Кучера, доставившие своих господ на банкет, по опыту знали, что торжество затянется надолго, и потому заехали с экипажами в самый дальний угол двора, где штабелями лежали доски и обтесанные бревна — здесь собирались строить флигель. Кучеру, как и матросу, норой охота походить по земле или спокойно посидеть, чтобы не качало. Они разнуздали коней, навесили им на морды мешки с овсом, а сами расселись на бревнах, собираясь покалякать о том о сем. Замолкли лишь тогда, когда в саду начался фейерверк. Но он их особенно не заинтересовал — почти у каждого порядочного пана развлекали этой штукой гостей…
— А чтоб ты сдохла, проклятая, чуть не полсвета обегал, пока тебя нашел. Ишь, куда тебя черти занесли! — вдруг закричал какой-то парень с хворостиной в руке и, тяжело дыша, принялся ловить козу, норовившую пробраться через частокол. Но проворный хлопец быстро поймал ее и начал охаживать беглянку прутом.
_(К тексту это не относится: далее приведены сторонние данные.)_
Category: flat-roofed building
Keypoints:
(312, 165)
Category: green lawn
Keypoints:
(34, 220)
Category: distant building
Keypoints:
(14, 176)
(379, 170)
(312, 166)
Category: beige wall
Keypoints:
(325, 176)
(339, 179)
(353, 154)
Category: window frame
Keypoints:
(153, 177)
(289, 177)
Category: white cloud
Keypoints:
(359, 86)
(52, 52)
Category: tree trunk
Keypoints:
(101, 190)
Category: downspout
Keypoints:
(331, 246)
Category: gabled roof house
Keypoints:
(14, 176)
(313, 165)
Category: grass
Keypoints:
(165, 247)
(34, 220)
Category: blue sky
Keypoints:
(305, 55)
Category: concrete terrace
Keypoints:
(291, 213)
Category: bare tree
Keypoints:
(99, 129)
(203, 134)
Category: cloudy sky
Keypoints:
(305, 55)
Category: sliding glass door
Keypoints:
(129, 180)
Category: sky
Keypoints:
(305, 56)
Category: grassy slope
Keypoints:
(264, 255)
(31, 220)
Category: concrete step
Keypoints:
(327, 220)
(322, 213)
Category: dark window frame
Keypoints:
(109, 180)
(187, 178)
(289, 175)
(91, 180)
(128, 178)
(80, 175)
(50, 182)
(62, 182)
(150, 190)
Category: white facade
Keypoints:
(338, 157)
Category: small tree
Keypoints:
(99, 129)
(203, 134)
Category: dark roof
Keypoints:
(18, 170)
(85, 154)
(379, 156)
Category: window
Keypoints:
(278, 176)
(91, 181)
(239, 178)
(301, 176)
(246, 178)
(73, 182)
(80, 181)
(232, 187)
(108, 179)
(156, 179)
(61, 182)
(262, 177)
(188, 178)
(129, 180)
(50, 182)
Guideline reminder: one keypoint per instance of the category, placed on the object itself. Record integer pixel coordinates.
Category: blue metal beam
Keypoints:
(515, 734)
Не столько бил, сколько громко укорял за самоуправство: — Отвязалась, нечистая сила, и пошла блукать бог знает где. Все огороды и кусты облазил, чуть в болото не угодил, — он показал кучерам заляпанные грязью ноги с закатанными выше колен штанинами. Даже самодельный брыль был в брызгах грязи.
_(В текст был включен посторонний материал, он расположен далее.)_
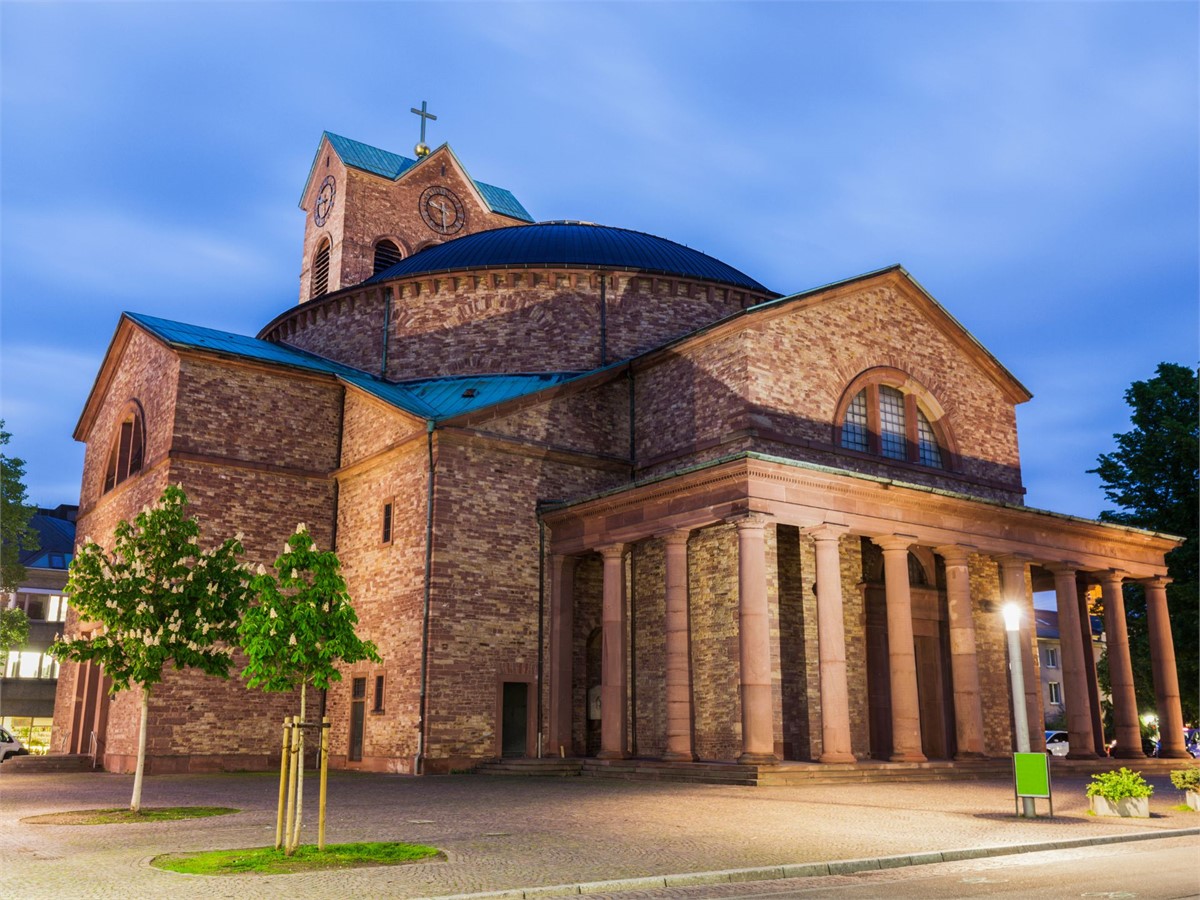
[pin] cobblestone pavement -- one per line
(503, 833)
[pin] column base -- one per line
(837, 757)
(678, 756)
(1131, 753)
(759, 760)
(1174, 754)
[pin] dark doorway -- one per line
(358, 709)
(515, 719)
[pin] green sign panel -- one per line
(1032, 774)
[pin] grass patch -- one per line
(268, 861)
(127, 816)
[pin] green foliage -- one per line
(13, 633)
(267, 861)
(301, 627)
(16, 535)
(1186, 779)
(1119, 785)
(1152, 477)
(157, 598)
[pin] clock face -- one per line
(324, 201)
(442, 210)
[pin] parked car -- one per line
(1056, 743)
(10, 745)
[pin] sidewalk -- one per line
(511, 833)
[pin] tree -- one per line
(157, 598)
(13, 633)
(16, 535)
(1152, 478)
(298, 631)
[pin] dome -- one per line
(571, 245)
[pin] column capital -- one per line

— Чего ж так плохо привязываешь свою козу? — спросил один из кучеров.
— Она не моя.
— А чья?
— Козла.
Все расхохотались.
«Значит, можно подойти к ним поближе», — решил пастух.
— А где ж ее хозяин — козел?
— Попался на чужой капусте, а теперь отбывает наказание.
— На сколько ж его засудили?
— Пока не покается, — не полез за словом в карман Гриша, а сам подумал: «Хорошо, что я переоделся пастухом и взял козу с собой, без козы разговор трудно было бы начать».